Священник засмеялся резким, хриплым смехом, странно не похожим на его обычный, мягкий смешок.

– Я построю на этом то самое, что вы находите таким смехотворным и невозможным! – сказал он.

– Что вы этим хотите сказать?

– Я намерен построить защиту Орма, – сказал патер Браун, – на том, что прокурор – лысый.

– О, господи! – тихо сказал сыщик и вскочил на ноги.

Патер Браун безмятежно возобновил свой монолог:

– Вы проследили все поступки многих людей в этом деле. Вы, полицейские, были чрезвычайно заинтересованы в действиях и поступках поэта, слуги и ирландца. Но поведение одного человека было совершенно забыто, поведение покойного. Слуга самым искренним образом удивился, когда узнал, что его хозяин вернулся домой. Хозяин отправился на банкет юристов, но внезапно ушел с него домой. Он не был болен, потому что не потребовалось ничьей помощи; совершенно очевидно, что он поссорился на банкете с кем-нибудь из своих коллег. Стало быть, именно среди его товарищей по профессии следует искать его врага. Он вернулся домой и заперся в бунгало, где у него хранятся всевозможные документы о шпионаже. Но тот его коллега, который знал, что среди этих документов есть компрометирующие его, был достаточно хитер, чтобы последовать за своим обвинителем; он тоже был во фраке, но в кармане у него был револьвер. Это все! И никто не мог разгадать тайны, кроме зеркала.

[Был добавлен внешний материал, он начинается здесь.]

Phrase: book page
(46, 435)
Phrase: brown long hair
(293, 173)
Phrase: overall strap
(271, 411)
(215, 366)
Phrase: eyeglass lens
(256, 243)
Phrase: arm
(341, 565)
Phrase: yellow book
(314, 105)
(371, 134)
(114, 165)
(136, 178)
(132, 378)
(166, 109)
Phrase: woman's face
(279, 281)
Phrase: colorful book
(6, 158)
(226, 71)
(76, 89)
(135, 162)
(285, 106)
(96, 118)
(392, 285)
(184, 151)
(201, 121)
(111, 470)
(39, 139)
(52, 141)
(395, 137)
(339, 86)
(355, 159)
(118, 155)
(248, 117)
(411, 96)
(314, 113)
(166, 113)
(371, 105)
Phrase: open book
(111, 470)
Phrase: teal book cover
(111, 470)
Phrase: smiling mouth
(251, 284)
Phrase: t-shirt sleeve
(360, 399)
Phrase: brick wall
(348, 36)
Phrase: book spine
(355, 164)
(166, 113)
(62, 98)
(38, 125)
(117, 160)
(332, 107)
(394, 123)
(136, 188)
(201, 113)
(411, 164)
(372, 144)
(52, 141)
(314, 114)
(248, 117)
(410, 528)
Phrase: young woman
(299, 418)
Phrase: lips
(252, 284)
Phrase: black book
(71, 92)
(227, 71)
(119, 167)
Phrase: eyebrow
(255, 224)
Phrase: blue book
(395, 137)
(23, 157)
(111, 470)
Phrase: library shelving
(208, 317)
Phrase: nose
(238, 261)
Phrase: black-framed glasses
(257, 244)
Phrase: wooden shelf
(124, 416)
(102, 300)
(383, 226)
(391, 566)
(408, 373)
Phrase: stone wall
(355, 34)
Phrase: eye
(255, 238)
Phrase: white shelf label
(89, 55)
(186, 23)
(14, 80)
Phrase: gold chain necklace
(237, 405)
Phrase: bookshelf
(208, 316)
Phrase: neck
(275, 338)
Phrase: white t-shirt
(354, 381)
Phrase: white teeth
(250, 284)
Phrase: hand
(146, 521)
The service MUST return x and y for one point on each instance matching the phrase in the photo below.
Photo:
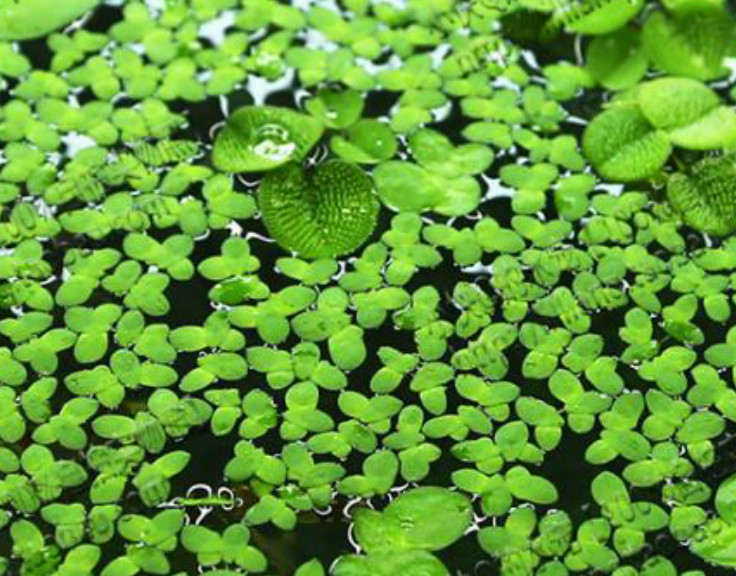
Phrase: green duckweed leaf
(451, 516)
(34, 18)
(322, 213)
(604, 18)
(691, 42)
(716, 543)
(706, 198)
(365, 142)
(726, 499)
(336, 109)
(408, 563)
(406, 187)
(616, 60)
(690, 113)
(258, 138)
(623, 146)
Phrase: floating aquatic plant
(379, 360)
(325, 212)
(26, 19)
(259, 138)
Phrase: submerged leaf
(623, 146)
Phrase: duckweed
(367, 288)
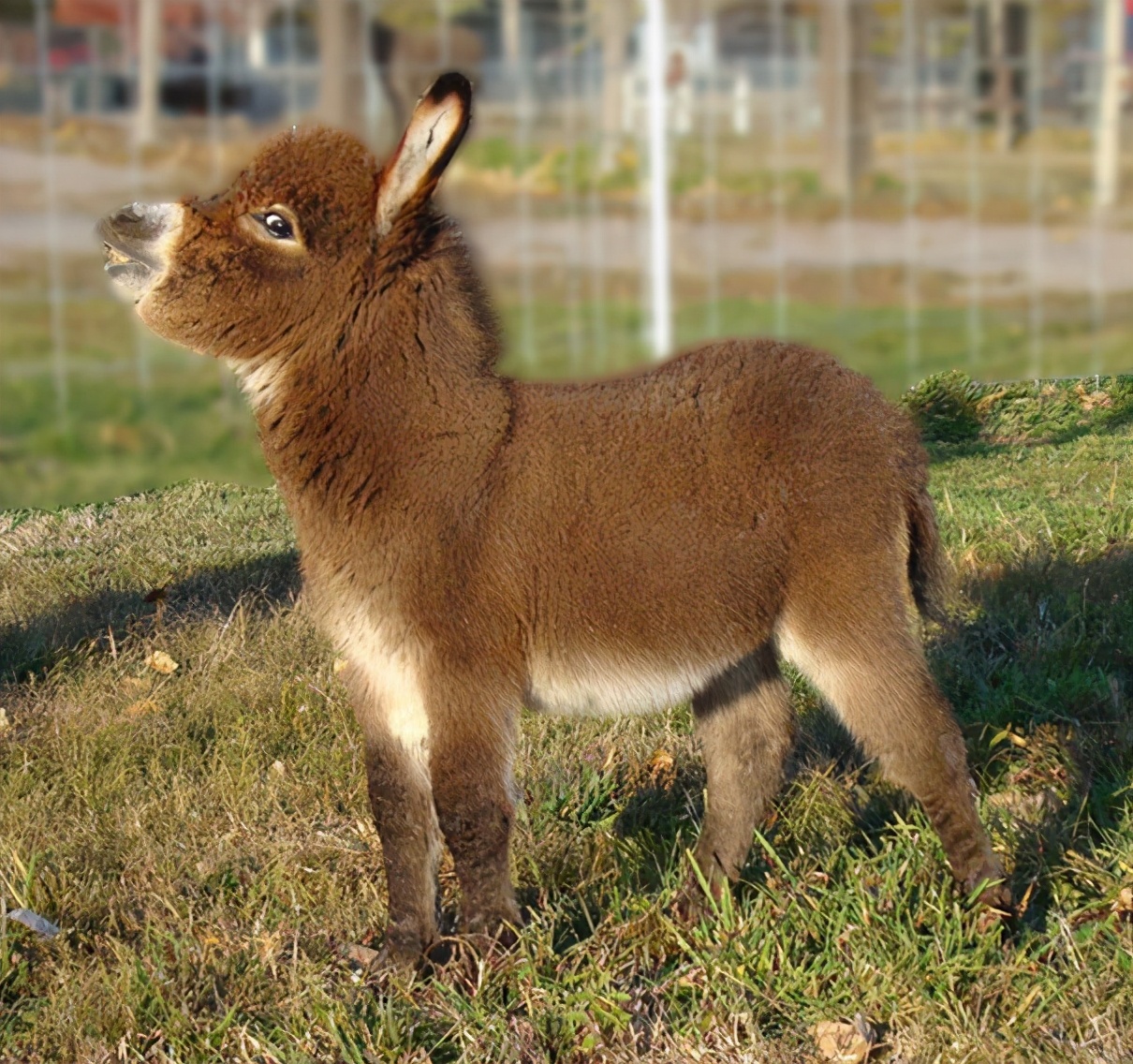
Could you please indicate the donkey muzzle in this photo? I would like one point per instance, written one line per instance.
(136, 242)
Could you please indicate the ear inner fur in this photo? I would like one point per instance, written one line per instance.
(434, 134)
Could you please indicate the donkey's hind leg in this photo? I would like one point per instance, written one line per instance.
(863, 658)
(744, 723)
(471, 768)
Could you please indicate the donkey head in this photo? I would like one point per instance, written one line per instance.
(290, 244)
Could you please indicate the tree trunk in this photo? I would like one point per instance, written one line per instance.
(846, 93)
(341, 88)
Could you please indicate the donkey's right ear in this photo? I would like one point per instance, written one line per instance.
(434, 133)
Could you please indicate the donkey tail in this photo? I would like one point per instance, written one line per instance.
(929, 571)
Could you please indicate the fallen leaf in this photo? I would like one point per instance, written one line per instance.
(159, 660)
(662, 768)
(141, 707)
(33, 920)
(360, 954)
(845, 1042)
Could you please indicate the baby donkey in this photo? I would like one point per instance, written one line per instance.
(474, 544)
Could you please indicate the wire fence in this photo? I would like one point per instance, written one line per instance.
(913, 184)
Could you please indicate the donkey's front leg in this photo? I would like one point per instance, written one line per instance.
(470, 752)
(401, 800)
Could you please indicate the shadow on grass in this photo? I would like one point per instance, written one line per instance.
(46, 639)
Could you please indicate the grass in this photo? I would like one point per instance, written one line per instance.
(203, 840)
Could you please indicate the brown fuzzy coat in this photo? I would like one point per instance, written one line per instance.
(474, 543)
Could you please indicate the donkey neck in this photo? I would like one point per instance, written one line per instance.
(395, 420)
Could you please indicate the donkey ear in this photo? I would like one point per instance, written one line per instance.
(434, 133)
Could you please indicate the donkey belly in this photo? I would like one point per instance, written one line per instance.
(586, 686)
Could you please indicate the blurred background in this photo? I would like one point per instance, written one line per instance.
(915, 185)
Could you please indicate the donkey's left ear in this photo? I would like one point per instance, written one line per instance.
(434, 133)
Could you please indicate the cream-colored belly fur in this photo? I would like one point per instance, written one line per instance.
(591, 687)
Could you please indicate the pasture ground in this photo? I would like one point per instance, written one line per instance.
(200, 835)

Он мгновенье смотрела пустоту, потом заговорил снова:

– Странная вещь зеркало; рама в которой заключен сорт разнообразнейших картин, живых и исчезнувших навеки. Но в том зеркале, что висело в конце серого коридора под зеленой пальмой, было нечто особенно странное. Оно было как бы магическим зеркалом; его судьба была иная, чем судьба всех прочих зеркал: его отражению было суждено пережить его, его отражение повисло в воздухе этого сумеречного дома, подобно спектру. Или, по крайней мере, подобно абстрактной диаграмме, подобно скелету улики. Да, мы можем вызвать из небытия то, что видел сэр Артур Трэверс. Кстати, вы сказали о нем одну совершенно правильную вещь.

– Рад слышать это! – сказал Бэгшоу с мрачным юмором. – Какую же именно?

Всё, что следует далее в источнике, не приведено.